Why Drasi over custom stream processing
Drasi's drasi.previousValue() lets us detect changes in Cypher rather than writing custom stream processors. The tradeoff is that Drasi is pre-1.0 CNCF -- the API surface changes between releases, and some reaction providers aren't bundled (PostDaprPubSub needs externalImage: true).
Why gpt-5-mini over larger models
Larger models didn't improve explanation quality once grounding was in place. The smaller model is faster, cheaper, and the grounding score threshold catches the edge cases where it doesn't have enough context.

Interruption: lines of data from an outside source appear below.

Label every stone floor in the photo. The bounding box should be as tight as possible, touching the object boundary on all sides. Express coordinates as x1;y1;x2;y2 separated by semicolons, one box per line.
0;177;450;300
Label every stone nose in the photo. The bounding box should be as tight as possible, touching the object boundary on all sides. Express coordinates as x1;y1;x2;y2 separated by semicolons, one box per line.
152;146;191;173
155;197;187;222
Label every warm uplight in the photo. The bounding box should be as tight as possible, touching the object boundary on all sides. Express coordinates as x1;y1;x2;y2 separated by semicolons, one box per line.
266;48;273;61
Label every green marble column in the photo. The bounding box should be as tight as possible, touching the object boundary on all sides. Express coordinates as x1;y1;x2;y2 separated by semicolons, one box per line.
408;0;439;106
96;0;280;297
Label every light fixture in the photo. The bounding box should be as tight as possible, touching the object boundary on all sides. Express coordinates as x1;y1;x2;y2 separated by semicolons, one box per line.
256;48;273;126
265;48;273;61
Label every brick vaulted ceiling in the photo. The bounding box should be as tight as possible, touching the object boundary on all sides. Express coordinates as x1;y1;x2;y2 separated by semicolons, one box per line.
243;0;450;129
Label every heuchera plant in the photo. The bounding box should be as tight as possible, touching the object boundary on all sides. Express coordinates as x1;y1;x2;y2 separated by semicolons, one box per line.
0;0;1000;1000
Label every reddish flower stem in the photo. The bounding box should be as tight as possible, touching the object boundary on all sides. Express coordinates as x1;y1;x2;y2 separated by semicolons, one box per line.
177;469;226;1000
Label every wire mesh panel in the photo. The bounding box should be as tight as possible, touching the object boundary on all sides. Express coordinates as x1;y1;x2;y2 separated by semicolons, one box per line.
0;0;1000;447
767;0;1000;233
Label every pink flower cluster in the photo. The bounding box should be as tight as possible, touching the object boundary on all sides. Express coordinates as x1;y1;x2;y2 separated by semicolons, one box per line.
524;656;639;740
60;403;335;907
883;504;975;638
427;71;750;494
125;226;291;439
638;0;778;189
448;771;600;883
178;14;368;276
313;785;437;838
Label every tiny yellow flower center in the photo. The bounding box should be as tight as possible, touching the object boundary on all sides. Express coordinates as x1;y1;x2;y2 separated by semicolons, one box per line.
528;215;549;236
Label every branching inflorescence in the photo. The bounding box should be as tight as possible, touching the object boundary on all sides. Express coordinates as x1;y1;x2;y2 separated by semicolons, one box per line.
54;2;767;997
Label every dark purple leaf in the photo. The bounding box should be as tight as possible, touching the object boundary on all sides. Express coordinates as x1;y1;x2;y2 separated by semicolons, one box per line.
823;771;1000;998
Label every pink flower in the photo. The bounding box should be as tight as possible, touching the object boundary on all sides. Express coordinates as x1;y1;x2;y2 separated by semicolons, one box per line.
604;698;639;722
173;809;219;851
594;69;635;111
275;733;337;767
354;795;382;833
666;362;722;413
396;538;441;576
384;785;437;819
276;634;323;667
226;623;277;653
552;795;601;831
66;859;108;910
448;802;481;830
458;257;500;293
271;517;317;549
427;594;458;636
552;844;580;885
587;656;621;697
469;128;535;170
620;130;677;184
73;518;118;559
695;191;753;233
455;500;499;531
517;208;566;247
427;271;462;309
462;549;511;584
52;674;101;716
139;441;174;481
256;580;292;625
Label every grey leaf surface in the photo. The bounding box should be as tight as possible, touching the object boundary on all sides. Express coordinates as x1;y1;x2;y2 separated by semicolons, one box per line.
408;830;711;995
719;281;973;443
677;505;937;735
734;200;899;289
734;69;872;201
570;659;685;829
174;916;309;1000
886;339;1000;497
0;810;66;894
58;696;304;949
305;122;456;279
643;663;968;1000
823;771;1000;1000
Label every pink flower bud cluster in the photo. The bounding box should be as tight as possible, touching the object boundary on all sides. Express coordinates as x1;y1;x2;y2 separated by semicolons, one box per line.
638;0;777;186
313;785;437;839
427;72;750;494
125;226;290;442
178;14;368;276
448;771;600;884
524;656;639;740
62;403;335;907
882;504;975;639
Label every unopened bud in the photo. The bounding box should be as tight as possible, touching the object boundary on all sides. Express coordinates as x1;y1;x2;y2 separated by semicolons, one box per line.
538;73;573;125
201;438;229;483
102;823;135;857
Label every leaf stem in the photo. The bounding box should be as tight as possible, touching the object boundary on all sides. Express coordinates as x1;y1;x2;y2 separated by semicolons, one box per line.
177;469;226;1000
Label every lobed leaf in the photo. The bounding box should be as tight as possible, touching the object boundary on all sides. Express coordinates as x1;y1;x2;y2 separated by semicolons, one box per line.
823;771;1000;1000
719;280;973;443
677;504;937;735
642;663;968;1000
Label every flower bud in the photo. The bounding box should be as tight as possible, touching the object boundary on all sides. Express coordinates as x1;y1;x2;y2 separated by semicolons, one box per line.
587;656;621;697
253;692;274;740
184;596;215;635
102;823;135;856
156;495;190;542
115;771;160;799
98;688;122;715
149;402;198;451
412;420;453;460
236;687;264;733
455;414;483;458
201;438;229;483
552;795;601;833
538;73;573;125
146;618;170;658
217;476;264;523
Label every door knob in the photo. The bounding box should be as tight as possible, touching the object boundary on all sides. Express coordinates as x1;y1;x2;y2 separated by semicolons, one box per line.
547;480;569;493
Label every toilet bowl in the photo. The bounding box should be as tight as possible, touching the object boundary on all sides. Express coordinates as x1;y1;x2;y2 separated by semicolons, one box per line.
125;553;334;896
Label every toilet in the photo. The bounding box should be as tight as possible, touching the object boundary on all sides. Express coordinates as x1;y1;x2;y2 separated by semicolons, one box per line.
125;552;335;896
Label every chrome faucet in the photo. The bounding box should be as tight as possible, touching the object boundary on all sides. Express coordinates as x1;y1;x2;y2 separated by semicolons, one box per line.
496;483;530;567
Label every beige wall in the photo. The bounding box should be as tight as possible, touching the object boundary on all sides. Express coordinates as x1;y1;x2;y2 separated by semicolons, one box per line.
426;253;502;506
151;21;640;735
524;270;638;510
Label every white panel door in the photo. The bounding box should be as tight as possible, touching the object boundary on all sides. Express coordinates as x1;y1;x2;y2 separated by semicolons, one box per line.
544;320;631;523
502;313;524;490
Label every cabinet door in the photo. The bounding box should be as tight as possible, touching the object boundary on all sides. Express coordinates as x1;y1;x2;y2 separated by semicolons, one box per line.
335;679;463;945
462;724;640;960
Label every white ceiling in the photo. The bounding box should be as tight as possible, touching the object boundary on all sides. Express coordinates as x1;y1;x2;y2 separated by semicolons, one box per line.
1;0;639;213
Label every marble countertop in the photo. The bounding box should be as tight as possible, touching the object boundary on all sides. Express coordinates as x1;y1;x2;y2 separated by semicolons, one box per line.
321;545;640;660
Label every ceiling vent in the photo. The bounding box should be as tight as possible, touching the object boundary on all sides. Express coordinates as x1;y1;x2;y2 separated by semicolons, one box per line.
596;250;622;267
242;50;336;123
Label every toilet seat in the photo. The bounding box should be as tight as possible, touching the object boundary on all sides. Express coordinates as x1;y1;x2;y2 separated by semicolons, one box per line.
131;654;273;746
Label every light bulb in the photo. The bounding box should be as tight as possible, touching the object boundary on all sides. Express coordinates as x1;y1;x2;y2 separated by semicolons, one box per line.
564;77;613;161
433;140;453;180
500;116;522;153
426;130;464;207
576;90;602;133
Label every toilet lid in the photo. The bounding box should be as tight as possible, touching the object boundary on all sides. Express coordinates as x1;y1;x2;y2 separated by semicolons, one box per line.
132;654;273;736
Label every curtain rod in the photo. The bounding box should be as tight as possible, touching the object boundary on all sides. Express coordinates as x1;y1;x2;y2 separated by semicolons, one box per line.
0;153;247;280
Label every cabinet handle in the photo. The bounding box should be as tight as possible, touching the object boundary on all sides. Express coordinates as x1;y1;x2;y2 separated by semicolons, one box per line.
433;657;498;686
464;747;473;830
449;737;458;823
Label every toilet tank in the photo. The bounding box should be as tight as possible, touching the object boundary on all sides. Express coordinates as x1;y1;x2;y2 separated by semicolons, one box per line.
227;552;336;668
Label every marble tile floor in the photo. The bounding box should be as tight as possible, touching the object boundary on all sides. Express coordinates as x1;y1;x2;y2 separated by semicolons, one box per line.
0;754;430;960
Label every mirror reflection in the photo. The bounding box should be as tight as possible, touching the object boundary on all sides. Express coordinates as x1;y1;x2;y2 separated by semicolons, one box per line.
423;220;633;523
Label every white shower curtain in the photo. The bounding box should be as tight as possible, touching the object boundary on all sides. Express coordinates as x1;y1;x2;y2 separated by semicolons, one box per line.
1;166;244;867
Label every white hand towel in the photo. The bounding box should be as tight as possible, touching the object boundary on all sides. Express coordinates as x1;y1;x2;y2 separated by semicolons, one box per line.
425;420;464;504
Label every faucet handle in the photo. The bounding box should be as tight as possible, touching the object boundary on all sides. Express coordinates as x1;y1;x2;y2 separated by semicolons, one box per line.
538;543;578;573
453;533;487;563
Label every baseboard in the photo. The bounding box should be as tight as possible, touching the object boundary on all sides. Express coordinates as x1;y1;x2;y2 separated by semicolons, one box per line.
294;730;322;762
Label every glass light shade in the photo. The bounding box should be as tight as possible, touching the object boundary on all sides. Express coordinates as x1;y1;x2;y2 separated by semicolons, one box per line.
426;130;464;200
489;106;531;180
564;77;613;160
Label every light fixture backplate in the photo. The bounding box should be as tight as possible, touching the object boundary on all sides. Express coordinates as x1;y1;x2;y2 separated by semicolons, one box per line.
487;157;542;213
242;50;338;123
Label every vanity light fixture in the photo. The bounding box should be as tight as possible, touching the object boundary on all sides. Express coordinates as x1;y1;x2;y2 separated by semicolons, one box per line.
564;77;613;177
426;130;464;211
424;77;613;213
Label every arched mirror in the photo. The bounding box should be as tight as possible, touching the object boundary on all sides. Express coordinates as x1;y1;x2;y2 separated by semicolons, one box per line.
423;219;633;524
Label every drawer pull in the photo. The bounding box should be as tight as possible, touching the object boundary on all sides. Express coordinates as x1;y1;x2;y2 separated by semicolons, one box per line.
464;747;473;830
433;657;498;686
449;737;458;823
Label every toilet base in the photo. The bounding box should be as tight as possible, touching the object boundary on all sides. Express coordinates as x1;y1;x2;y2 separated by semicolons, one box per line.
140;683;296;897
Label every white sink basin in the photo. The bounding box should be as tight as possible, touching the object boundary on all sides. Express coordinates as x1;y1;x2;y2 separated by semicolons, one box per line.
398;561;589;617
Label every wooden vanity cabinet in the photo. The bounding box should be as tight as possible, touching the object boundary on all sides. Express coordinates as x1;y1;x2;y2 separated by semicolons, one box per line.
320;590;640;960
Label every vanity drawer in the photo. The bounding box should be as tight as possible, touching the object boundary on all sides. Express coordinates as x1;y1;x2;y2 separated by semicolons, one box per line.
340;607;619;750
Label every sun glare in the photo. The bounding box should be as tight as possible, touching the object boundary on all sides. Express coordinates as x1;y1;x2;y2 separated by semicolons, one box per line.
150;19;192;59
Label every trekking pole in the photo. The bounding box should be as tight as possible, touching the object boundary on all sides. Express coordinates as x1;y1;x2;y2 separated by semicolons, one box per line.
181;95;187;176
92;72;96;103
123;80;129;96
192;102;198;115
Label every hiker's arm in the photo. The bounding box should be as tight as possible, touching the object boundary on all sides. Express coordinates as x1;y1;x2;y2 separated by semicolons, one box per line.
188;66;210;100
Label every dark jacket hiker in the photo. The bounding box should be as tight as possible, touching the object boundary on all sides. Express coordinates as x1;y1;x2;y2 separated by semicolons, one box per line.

Why Front Door over direct AKS ingress
Front Door provides global routing, WAF, and DDoS protection without managing multiple ingress controllers per region. The tradeoff is that the AGC integration has a version coupling issue between the managed Gateway API add-on and the ALB controller (another post is coming).
Hopefully this gives you a working blueprint for building event-driven AI platforms on AKS. Make sure to check out the Orleans on AKS and Drasi documentation for deeper dives into stateful orchestration and continuous query patterns, I had a lot of fun building this, hopefully it helps showcase how you could build that next solution!